I'm sure your solutions are better than mine, what I ended up doing;

xml_events = Array.new
temp_array = Array.new

[...]
#extract xml data and assign it to the events array.
[...]

xml_events.each{|x|
if temp_array.include?(x) == false
temp_array << x
puts "#{x} occurs #{xml_events.count(x)} times"
end
}

A kludge but it does the job.

Thanks for your help.
 
R

Robert Klemme

I'm sure your solutions are better than mine, what I ended up doing;

xml_events = Array.new
temp_array = Array.new

[...]
#extract xml data and assign it to the events array.
[...]

xml_events.each{|x|
if temp_array.include?(x) == false

This is dangerous: in Ruby false and nil are treated as boolean false.
It's better to not compare with boolean constants but rather to use
boolean operators and logic. In your case you could do

if !temp_array.include?(x)
unless temp_array.include?(x)
temp_array<< x
puts "#{x} occurs #{xml_events.count(x)} times"
end
}

A kludge but it does the job.

Your code has effort O(n*n) if I am not mistaken while the approach with
the Hash storage of counters only has O(n). That might not really make
a difference in your case but from the fact that you are iterating
xml_events over and over again (same for temp_array btw.) you might see
that it is "ugly" in a way.
Thanks for your help.

You're welcome.

Kind regards

robert
 
7

7stud --

Thomas Greenwood wrote in post #998795:
A kludge but it does the job.

After asking for advice on a computer programming forum, the chosen
solution should never be a kludge. Rather, the solution should be
elegant and inspiring, and you should learn somethin.
 
A

Adam Prescott

[Note: parts of this message were removed to make it a legal post.]

After asking for advice on a computer programming forum, the chosen
solution should never be a kludge. Rather, the solution should be
elegant and inspiring, and you should learn somethin.
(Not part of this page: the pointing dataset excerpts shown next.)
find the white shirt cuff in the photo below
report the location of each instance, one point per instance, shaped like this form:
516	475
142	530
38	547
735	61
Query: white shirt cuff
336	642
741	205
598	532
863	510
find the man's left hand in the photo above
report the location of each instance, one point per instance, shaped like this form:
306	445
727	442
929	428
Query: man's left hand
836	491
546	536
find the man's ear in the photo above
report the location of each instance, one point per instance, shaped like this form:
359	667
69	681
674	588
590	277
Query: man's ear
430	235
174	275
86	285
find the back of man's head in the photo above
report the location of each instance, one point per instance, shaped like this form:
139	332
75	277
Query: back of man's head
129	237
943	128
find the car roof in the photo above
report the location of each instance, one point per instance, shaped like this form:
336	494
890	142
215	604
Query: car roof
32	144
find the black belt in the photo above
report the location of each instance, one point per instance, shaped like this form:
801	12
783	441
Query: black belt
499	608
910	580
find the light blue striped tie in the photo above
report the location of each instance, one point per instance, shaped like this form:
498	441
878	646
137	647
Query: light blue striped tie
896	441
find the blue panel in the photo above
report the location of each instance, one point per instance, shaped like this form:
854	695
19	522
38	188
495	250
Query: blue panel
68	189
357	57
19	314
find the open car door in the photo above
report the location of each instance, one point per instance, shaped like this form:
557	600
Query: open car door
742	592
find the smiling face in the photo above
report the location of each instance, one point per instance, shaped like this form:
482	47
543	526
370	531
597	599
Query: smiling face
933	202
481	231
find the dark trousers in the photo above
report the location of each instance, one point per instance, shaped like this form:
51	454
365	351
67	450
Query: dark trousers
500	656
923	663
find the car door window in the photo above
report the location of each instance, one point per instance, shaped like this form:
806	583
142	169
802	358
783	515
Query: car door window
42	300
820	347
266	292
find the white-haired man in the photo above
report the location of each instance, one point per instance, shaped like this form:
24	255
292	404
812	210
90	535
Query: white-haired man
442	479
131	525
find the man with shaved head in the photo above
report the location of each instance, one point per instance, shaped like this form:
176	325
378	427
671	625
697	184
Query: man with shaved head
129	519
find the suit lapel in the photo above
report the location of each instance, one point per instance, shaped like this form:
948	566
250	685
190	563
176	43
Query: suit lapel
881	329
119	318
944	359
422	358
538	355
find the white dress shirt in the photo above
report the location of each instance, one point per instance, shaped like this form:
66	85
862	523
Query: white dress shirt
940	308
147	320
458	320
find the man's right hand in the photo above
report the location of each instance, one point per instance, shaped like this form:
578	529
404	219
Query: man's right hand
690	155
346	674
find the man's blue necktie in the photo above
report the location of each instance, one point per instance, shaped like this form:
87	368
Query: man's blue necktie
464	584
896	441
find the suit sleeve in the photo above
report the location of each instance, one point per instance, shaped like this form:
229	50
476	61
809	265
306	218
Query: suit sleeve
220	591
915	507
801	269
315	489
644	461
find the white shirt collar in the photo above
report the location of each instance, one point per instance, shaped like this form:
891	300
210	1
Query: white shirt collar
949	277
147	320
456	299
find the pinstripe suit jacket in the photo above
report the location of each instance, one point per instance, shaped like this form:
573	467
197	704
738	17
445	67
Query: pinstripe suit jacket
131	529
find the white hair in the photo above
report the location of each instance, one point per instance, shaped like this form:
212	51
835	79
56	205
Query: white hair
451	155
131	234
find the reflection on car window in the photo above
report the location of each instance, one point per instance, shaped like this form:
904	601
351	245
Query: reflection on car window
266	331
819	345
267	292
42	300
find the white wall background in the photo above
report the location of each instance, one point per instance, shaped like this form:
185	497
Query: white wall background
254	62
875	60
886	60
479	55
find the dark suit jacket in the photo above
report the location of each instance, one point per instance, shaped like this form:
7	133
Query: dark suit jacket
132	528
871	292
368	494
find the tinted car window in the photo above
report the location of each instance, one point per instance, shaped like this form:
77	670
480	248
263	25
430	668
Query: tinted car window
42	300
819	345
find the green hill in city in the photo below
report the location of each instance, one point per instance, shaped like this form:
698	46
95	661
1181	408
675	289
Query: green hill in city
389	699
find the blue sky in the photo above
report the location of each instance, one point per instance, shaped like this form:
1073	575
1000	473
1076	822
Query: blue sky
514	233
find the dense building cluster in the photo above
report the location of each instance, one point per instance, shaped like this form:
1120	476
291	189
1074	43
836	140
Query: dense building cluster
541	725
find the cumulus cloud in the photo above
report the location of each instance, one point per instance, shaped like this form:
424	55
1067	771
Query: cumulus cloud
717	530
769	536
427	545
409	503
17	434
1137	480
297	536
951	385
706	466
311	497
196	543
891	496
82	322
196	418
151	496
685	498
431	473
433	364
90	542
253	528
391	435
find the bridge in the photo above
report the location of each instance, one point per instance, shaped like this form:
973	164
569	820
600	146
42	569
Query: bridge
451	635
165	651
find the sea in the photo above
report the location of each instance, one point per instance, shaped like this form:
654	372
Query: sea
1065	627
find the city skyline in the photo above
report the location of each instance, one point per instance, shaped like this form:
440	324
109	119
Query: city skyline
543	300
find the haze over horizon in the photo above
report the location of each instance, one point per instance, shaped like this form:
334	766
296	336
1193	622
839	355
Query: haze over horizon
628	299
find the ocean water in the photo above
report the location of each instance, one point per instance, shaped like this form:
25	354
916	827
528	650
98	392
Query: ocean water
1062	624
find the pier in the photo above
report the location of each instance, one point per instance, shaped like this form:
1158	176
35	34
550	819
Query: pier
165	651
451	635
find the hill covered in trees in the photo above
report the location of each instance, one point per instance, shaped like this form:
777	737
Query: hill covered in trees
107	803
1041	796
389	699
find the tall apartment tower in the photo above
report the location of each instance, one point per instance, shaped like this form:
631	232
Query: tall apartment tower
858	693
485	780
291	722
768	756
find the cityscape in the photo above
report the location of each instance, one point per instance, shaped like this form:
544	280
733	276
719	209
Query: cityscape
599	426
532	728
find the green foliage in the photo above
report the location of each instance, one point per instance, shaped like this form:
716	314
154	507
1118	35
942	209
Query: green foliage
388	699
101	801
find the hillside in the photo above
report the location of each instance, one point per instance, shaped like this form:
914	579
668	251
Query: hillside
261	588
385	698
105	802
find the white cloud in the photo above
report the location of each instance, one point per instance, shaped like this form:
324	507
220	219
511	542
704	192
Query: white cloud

If it isn't touted as the Perfect Solution to the problem, then it's much
better that we have input from people instead of having no input because of
a very high bar. At least people submitting their ideas means we get to see
how people might approach the problem even if it's potentially mistaken. In
having almost-correct code there's a record down which others can learn
from.
 
D

David Jacobs

Agreed, I'm not a huge fan of the solution. John and Robert's are much more straightforward, reusable, and elegant.

You shouldn't have to use a variable called temp_array ... almost ever.